If we can improve the achievement in those schools, we will provide diversity and better choice for parents who live in the area. All those schools received targeted school improvement grant of up to £70,000 per annum to support them in raising attainment. As the right hon. Lady knows, the schools are subject to monitoring visits from Ofsted to ensure that they focus on agreed action, which will have a sustainable effect on pupils' attainment. Local education authorities will invite, or if necessary, be instructed to invite, external partners to help turn around failing schools.
All those plans to improve standards can come to fruition only if we have sufficient well-trained and well-motivated teachers. Therefore, our policies on teacher recruitment and retention are vital. In the lifetime of this Parliament, we will recruit 10,000 more teachers, 20,000 more support staff and 1,000 more trained bursars.
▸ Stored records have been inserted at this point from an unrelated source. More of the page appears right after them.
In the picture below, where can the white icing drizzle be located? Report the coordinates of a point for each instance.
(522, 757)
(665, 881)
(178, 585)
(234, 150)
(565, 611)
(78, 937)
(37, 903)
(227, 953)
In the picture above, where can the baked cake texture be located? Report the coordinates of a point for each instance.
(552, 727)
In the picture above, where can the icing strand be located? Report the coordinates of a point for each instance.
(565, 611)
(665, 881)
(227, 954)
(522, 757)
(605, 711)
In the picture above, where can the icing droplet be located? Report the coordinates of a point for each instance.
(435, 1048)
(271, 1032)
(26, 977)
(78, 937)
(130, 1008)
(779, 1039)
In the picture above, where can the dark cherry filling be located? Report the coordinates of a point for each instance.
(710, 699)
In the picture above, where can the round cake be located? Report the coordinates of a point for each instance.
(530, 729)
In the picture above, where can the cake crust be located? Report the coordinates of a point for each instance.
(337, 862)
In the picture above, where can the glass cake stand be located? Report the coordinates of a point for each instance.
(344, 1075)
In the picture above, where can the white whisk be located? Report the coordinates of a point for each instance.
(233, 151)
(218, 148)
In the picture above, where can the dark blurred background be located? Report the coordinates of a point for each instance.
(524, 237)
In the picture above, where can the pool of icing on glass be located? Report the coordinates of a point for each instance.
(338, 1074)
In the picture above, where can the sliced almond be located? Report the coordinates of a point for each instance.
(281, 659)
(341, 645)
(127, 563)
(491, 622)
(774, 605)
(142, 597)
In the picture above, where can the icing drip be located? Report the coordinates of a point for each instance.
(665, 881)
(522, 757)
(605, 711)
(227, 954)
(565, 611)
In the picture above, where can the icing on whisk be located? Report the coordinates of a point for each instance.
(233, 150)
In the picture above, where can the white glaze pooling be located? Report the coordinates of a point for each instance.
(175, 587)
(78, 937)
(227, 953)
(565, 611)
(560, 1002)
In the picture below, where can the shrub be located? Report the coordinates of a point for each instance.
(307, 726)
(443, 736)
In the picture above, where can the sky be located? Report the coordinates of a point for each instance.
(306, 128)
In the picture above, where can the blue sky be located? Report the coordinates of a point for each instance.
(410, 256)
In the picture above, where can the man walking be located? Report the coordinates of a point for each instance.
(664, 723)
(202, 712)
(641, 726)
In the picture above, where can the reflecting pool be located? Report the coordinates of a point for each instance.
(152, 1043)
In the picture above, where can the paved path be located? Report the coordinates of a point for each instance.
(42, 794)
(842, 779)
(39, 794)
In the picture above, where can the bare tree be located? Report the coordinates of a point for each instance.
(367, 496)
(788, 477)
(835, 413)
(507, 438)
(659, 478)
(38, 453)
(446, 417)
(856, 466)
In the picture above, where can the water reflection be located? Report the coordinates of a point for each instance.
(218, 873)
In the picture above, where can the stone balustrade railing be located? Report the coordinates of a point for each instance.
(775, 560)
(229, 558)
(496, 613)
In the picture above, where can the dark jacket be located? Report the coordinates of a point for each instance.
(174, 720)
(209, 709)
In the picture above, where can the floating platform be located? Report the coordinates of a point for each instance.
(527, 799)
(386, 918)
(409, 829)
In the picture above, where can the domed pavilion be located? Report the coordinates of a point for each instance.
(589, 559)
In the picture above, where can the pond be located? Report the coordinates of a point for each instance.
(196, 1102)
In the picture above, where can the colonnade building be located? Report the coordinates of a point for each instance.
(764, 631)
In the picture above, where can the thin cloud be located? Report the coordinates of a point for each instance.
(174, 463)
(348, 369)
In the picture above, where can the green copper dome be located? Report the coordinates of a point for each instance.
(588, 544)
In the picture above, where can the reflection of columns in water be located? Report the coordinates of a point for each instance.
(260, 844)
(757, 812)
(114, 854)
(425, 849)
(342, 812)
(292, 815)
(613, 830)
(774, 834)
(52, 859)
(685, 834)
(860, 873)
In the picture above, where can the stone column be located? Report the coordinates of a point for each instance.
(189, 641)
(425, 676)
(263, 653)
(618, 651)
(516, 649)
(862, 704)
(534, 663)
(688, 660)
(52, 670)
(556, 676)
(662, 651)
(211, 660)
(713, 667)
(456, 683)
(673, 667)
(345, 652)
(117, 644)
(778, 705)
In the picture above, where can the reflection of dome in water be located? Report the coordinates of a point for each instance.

We are also reviewing teachers' work loads so that we can find ways to ensure proper time for preparation, development and management. That work is being overseen by a group that includes representatives of teaching and head teacher associations.
Tackling disruptive behaviour is another important factor in ensuring equality of standards. An additional 40 pupil referral units will be opened, more learning support units and learning mentors will be introduced, and parenting orders will be extended to ensure that parents take responsibility for their child's behaviour. Admission forums will be made mandatory; one of their tasks will be to consider schemes for sharing challenging pupils fairly among all schools.
Ensuring that all parents get their preferred choice of school depends on local institutions co-operating and working together. I hope that the right hon. Lady will 270 work in her locality to ensure that we can achieve that. The effect of our initiatives will be to raise standards. That will make parental preference more meaningful to more parents.